When conducting foliar sprays, it is advisable to add INTEGRA, a sticker, spreader, and penetrant, to enhance the insecticide’s effectiveness. Use 3ml of INTEGRA per 20 liters of water.

To prevent the development of resistance, it is crucial to alternate between different insecticides throughout the crop’s season, rather than relying on a single type. Applying the insecticide(s) at the appropriate time is essential for effective control.

Non-Chemical Methods

In addition to chemical approaches, non-chemical methods can aid in managing the pod fly infestation. These include:

1. Early Crop Planting: Sowing the crop early in the season helps minimize the pod fly’s impact.

2. Resistant Varieties: Planting pigeon pea varieties that are resistant to pod fly infestations can offer protection.

3. Intercropping: Growing other crops like sorghum, maize, or groundnut alongside pigeon pea can help reduce the pod fly population.

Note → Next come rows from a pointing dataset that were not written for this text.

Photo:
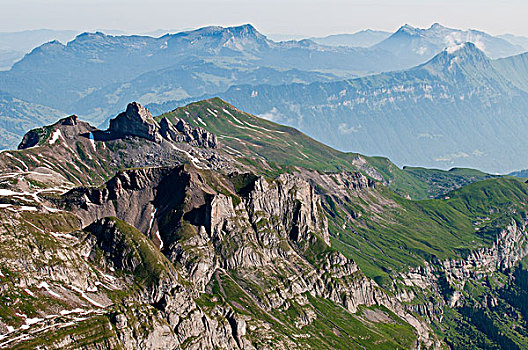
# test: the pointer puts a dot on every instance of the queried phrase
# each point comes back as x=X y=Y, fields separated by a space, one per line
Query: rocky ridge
x=198 y=249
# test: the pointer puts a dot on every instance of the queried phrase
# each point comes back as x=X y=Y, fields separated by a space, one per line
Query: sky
x=295 y=17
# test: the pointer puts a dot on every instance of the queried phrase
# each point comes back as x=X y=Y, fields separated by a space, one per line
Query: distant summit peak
x=437 y=25
x=465 y=48
x=135 y=121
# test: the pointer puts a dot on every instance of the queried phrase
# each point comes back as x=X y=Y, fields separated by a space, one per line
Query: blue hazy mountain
x=418 y=45
x=458 y=109
x=59 y=75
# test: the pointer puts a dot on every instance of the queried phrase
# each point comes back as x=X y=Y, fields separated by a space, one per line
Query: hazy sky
x=301 y=17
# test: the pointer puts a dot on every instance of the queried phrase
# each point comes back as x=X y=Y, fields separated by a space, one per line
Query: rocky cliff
x=199 y=247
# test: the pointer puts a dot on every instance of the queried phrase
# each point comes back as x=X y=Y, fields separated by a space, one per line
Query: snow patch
x=46 y=286
x=201 y=121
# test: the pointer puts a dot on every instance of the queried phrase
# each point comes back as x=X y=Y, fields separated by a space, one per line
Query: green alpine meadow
x=251 y=175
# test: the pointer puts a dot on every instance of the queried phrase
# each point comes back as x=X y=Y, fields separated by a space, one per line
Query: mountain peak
x=135 y=121
x=464 y=49
x=465 y=55
x=436 y=26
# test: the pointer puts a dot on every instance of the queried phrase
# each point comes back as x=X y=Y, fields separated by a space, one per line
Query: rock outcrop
x=135 y=121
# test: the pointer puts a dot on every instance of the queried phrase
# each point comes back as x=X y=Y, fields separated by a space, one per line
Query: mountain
x=418 y=45
x=14 y=45
x=364 y=38
x=457 y=110
x=208 y=228
x=95 y=72
x=515 y=68
x=17 y=116
x=516 y=40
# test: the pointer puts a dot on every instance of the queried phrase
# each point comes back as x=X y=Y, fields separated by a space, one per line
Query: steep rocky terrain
x=180 y=232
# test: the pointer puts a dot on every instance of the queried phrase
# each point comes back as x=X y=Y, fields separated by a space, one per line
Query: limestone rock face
x=185 y=132
x=135 y=121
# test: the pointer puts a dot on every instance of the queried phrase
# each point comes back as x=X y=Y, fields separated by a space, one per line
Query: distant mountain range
x=417 y=45
x=458 y=109
x=416 y=116
x=97 y=63
x=364 y=38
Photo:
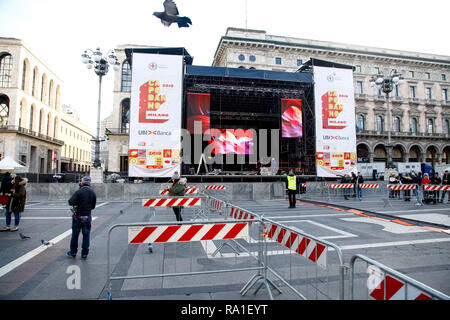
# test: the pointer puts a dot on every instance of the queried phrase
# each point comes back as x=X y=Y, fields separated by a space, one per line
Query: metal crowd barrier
x=384 y=283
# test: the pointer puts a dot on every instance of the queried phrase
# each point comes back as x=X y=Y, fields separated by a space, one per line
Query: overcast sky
x=58 y=31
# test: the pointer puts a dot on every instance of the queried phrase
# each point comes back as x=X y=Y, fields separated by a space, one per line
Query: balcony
x=30 y=133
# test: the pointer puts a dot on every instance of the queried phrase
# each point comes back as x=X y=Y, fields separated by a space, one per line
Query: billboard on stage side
x=335 y=121
x=155 y=115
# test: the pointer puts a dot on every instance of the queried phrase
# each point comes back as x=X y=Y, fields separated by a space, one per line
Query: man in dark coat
x=83 y=201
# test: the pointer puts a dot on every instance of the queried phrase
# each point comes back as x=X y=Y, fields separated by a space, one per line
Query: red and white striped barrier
x=213 y=187
x=239 y=214
x=189 y=190
x=436 y=188
x=196 y=232
x=395 y=290
x=216 y=204
x=171 y=202
x=369 y=186
x=401 y=186
x=308 y=248
x=342 y=186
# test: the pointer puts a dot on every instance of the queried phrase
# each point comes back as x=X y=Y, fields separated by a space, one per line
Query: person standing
x=445 y=182
x=178 y=188
x=83 y=201
x=17 y=202
x=292 y=187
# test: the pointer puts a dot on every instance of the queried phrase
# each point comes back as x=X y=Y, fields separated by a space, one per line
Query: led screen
x=198 y=108
x=235 y=141
x=291 y=118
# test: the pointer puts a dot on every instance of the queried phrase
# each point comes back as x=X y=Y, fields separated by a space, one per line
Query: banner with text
x=335 y=121
x=155 y=115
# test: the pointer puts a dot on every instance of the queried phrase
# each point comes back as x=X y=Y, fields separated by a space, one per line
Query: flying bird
x=170 y=15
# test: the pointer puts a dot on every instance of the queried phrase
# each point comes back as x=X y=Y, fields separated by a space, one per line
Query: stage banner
x=335 y=121
x=155 y=115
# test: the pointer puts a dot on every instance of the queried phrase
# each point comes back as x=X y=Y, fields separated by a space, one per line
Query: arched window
x=430 y=126
x=4 y=110
x=126 y=77
x=6 y=61
x=361 y=122
x=125 y=114
x=397 y=126
x=414 y=125
x=380 y=124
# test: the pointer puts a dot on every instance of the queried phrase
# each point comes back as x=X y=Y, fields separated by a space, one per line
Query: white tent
x=8 y=164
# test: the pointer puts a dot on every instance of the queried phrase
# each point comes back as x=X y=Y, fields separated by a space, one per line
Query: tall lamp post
x=386 y=84
x=101 y=67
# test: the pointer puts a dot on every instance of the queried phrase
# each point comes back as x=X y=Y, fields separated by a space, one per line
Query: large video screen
x=198 y=110
x=234 y=141
x=291 y=118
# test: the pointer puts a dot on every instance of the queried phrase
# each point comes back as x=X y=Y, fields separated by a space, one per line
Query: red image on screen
x=291 y=118
x=235 y=141
x=198 y=108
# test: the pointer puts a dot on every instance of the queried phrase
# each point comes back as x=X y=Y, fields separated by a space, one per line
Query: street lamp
x=101 y=66
x=386 y=84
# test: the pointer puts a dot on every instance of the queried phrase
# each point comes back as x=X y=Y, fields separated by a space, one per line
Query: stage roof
x=248 y=73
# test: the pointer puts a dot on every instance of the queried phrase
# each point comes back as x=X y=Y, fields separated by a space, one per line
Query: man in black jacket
x=83 y=201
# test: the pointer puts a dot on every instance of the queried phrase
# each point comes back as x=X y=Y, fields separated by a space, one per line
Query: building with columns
x=31 y=115
x=420 y=107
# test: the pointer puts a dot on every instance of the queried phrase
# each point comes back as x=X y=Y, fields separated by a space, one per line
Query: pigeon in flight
x=170 y=15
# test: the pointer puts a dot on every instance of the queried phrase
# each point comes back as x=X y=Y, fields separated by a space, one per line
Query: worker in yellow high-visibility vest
x=292 y=185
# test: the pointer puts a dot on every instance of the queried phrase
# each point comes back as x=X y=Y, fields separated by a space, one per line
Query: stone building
x=420 y=107
x=30 y=109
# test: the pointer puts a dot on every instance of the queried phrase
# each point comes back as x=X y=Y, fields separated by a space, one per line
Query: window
x=430 y=126
x=379 y=123
x=5 y=70
x=412 y=92
x=359 y=89
x=397 y=124
x=414 y=127
x=361 y=122
x=24 y=74
x=444 y=94
x=126 y=77
x=428 y=93
x=4 y=110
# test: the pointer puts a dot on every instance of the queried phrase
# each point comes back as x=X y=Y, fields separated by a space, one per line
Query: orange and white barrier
x=342 y=186
x=392 y=289
x=428 y=187
x=189 y=190
x=401 y=186
x=196 y=232
x=171 y=202
x=213 y=187
x=308 y=248
x=369 y=185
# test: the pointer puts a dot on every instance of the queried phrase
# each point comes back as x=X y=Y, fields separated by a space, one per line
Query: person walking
x=292 y=187
x=17 y=202
x=445 y=182
x=178 y=188
x=83 y=201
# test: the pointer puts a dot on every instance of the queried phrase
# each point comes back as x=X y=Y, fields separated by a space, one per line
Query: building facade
x=420 y=108
x=31 y=118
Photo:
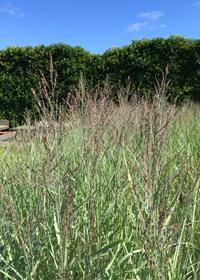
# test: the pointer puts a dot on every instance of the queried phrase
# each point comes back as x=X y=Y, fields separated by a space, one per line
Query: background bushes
x=141 y=60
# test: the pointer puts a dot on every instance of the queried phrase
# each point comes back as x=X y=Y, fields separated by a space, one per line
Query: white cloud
x=137 y=26
x=151 y=15
x=12 y=11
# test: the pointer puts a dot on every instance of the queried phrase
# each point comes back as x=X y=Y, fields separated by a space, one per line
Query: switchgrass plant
x=103 y=191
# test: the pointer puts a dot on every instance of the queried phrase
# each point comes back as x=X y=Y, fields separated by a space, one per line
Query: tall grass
x=105 y=191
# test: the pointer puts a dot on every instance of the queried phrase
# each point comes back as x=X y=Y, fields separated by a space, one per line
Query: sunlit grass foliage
x=103 y=191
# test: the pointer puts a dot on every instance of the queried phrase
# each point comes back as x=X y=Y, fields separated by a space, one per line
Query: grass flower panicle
x=103 y=191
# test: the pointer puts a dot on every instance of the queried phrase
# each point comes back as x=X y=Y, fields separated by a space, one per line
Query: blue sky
x=95 y=25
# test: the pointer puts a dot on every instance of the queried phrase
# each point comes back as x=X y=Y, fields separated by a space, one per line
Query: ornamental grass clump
x=103 y=191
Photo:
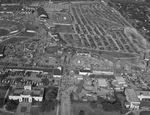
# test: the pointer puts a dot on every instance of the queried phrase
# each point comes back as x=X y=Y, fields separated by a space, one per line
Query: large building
x=132 y=99
x=56 y=72
x=102 y=83
x=26 y=93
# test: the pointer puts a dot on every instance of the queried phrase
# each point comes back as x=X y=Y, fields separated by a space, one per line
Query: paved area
x=65 y=102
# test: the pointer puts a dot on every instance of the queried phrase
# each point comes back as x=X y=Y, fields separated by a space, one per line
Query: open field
x=77 y=106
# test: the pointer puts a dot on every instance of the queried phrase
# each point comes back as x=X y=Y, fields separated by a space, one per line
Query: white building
x=121 y=81
x=26 y=93
x=102 y=83
x=143 y=94
x=133 y=101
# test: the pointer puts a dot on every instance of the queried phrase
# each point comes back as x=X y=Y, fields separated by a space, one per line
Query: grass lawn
x=2 y=93
x=85 y=106
x=13 y=40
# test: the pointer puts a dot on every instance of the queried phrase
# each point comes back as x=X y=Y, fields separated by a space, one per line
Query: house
x=26 y=93
x=133 y=101
x=42 y=13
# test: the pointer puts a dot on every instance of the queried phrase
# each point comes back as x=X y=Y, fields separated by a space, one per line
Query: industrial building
x=26 y=93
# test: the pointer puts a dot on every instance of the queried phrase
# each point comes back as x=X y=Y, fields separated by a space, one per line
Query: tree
x=45 y=81
x=81 y=112
x=93 y=104
x=12 y=105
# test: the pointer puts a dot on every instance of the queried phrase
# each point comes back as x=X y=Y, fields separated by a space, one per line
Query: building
x=56 y=72
x=121 y=81
x=102 y=83
x=143 y=95
x=11 y=9
x=2 y=48
x=85 y=72
x=133 y=101
x=42 y=13
x=103 y=72
x=26 y=93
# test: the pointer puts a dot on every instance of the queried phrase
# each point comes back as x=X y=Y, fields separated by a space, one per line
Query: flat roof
x=51 y=70
x=132 y=95
x=2 y=49
x=103 y=76
x=102 y=82
x=120 y=79
x=145 y=93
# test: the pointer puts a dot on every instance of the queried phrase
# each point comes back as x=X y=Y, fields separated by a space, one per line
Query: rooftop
x=120 y=79
x=145 y=93
x=34 y=92
x=130 y=93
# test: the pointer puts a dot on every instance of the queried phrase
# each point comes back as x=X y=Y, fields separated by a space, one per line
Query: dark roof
x=41 y=11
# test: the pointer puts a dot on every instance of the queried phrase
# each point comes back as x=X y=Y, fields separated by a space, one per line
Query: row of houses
x=135 y=97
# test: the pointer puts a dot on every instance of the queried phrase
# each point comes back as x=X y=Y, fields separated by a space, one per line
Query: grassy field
x=85 y=106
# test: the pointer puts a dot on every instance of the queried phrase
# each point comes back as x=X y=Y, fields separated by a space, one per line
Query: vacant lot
x=85 y=106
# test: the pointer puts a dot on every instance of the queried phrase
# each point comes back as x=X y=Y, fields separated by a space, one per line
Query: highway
x=65 y=108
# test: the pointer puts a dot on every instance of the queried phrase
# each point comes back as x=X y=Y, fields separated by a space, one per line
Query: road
x=65 y=107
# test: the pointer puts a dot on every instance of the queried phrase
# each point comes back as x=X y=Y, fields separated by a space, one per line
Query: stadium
x=9 y=28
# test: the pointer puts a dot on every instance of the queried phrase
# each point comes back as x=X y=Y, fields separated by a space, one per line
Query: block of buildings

4. Crop Rotation: Rotating pigeon pea with non-host crops can disrupt the life cycle of the pod fly, reducing their numbers.

5. Natural Enemies/Predators: Encouraging natural enemies and predators, such as spiders and robber flies, can help control the pod fly population.

6. Sticky Traps: Using sticky traps can capture adult pod flies, reducing their numbers.

7. Weed Control: Proper weed control in the field prevents the pod fly from finding additional breeding sites.

8. Field Sanitation: Maintaining cleanliness and proper sanitation in the field minimizes the chances of pod fly infestation.


By employing a combination of chemical and non-chemical methods, farmers can effectively manage and mitigate the damage caused by the pod fly in pigeon pea crops. Early identification, timely action, and a holistic approach are key to successful pest control.